Je perds l'équilibre et prends un coup de genou en pleine poitrine. Ils me flanquent
sur le plancher et me décochent des coups de talon. L'odeur de sang mêlé à
l'urine me fait vomir.
    «
On m'emmène à l'infirmerie de la prison pour me faire passer des radios avant
de m'incarcérer. Le médecin me regarde et dit :
    «
— Vous auriez mieux fait de crever là-bas. J'ai bien envie de vous balancer par
la « fenêtre. »
    «
Ils me jettent dans une cellule. Une roue de mon fauteuil est tordue. J'ai
envie de chialer, je n'en peux plus.
    «
Le lendemain, quand ils m'emmènent, avec d'autres manifestants enchaînés, dans
une grande salle fortement éclairée, je crie :
    «
— Vous ne me foutez pas les menottes et les chaînes aux pieds aujourd'hui ?

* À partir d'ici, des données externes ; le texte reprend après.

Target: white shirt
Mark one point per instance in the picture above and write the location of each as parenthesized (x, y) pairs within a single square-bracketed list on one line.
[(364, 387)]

Vous pourriez !... des fois que je parte en courant ! »
    «
Quand je me suis retrouvé dehors, j'étais libre mais plus prisonnier que
jamais. J'étais écarté des autres militants restés derrière les barreaux,
enchaînés et fiers. Libres de marcher, eux, les fers aux pieds ! »
    Je
laissai Ron à ses souvenirs enveloppés dans la fumée de son joint, et retournai
dans l'hôpital.
    Cette
révolte contre les systèmes, hospitalier et autres, je l'avais connue, mais
avec moins de violence car, selon moi, si la rééducation ne se fait pas ou se
fait mal, c'est beaucoup plus par ignorance que par méchanceté. D'ailleurs,
l'hôpital de Long Beach où avait peu séjourné Ron n'était pas à l'image de son
récit. Je connaissais trop bien toute l'équipe soignante et le merveilleux
docteur El Toraïe, si humain, si près de ses patients qu'il en oubliait parfois
de rentrer chez lui. Non, le procès de la médecine est impossible et Mathieu,
comme tant d'autres, l'expliquerait à Ron. Au-delà de la fonction, il y a
l'homme et seul celui qui sait entamer un vrai, dialogue avec les autres peut
se dire thérapeute.
    A
l'inverse de Ron qui supportait mal le passage de l'uniforme de guerrier
superbe à celui de rouleur de fauteuil, je ne m'étais jamais senti inférieur
depuis que je m'étais assis pour regarder la vie en pleine face.
    Mon
seul grade était ma ceinture noire, ce qui, au Japon, est considéré comme
l'insigne du bon débutant. J'avais tout à apprendre de la vie, des autres, de
la mort. Je n'avais pas pris de collines au Viêt-Nam; je n'avais pas ratissé
les villages en quête d’ennemis ; je m’étais mis au service des plus
défavorisés sans rien attendre en retour.
    Faire
les choses pour rien, ce qui est étrange dans notre civilisation matérialiste,
m’apportait une infinie plénitude.
     
     
    *
     
    Une autre histoire
me hantait : celle du petit Paul.
    Mathieu
me l'avait racontée un matin, troublé et heureux à la fois, comme un enfant qui
ouvre la cage de l'oiseau. Le petit Paul allait sur ses dix- sept ans, du moins
ce qu'il en restait. Son teint était terreux, de larges cernes bordaient ses
yeux de châtaigne. Enfoui au creux de son lit blanc, il n'attendait plus que la
délivrance.
    Poussé
par on ne sait quel rêve, il s'était jeté par la fenêtre du cinquième étage. La
famille avait profité de cet « accident » pour couper les ponts et se
débarrasser de cet enfant en quête de parents.